Peaky Blinders has gone from strength to strength, securing an array of BAFTA nominations. But did Murphy ever think it would be so successful? “I don’t think any one of us predicted that,” he says. “A small BBC show, especially in the beginning, having a resonance in places like Australia and America... it’s gratifying.”

Yet in characteristic fashion, the man behind the franchise’s hood-eyed hoodlum remains typically modest, preferring to heap praise on show creator Steven Knight.

“He’s an exquisite writer – bold, ambitious, and at the height of his powers. We’ve done three series together, and we’re going to do two more,” says Murphy. “What he creates is always so unpredictable and fresh – it flows out of him, like beams of limitless energy. I think he’s enjoying a purple patch in his career. All artists do at certain stages, and he is experiencing his now.”

For those waiting with bated breath for Murphy to drop some hints about season four of Peaky Blinders, I’m sorry to disappoint. “I’m in the dark as much as you are,” he says. Although, Murphy does say filming for the new series will start next year, and season five in 2018.

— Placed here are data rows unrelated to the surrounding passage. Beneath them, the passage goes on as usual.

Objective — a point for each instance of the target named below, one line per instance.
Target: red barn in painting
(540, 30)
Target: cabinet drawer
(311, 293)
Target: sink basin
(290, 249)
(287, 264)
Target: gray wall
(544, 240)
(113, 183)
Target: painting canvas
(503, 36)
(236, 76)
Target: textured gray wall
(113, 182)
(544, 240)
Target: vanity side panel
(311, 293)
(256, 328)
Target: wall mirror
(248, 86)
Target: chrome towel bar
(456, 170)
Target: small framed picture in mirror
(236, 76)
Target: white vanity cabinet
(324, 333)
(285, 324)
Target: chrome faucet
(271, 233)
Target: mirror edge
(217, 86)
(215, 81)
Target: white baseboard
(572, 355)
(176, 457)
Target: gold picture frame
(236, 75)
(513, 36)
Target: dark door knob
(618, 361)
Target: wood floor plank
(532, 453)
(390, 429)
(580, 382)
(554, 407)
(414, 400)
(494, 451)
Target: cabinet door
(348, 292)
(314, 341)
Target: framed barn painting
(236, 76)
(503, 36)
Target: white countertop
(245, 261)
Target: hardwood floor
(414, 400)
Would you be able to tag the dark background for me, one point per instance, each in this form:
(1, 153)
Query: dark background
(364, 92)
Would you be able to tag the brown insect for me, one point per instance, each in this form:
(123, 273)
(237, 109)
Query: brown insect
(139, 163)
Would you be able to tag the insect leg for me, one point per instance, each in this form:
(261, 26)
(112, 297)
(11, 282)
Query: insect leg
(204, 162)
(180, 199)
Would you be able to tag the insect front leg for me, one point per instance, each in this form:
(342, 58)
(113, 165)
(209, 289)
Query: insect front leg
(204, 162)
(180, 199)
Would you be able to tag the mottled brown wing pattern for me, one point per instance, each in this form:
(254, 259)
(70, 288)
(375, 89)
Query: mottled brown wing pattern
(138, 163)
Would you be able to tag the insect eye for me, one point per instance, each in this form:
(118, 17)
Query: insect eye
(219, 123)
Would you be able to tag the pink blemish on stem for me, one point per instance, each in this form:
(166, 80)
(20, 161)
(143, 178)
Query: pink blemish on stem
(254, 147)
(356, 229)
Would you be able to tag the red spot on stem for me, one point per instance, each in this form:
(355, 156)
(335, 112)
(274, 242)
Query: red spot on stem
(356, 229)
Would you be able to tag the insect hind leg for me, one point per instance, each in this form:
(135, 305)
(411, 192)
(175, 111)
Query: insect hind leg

The next year is set to be a busy one for Murphy, with the release of DunkirkThe Party (described as a “comedy wrapped around a tragedy” linked with party politics) and Free Fire (a black comedy thriller co-produced by Martin Scorsese) – but I’m sure, in true Murphy style, that he will deliver a spine-tingling and sincere performance. It’s safe to say, Mr Murphy is not just a pretty face.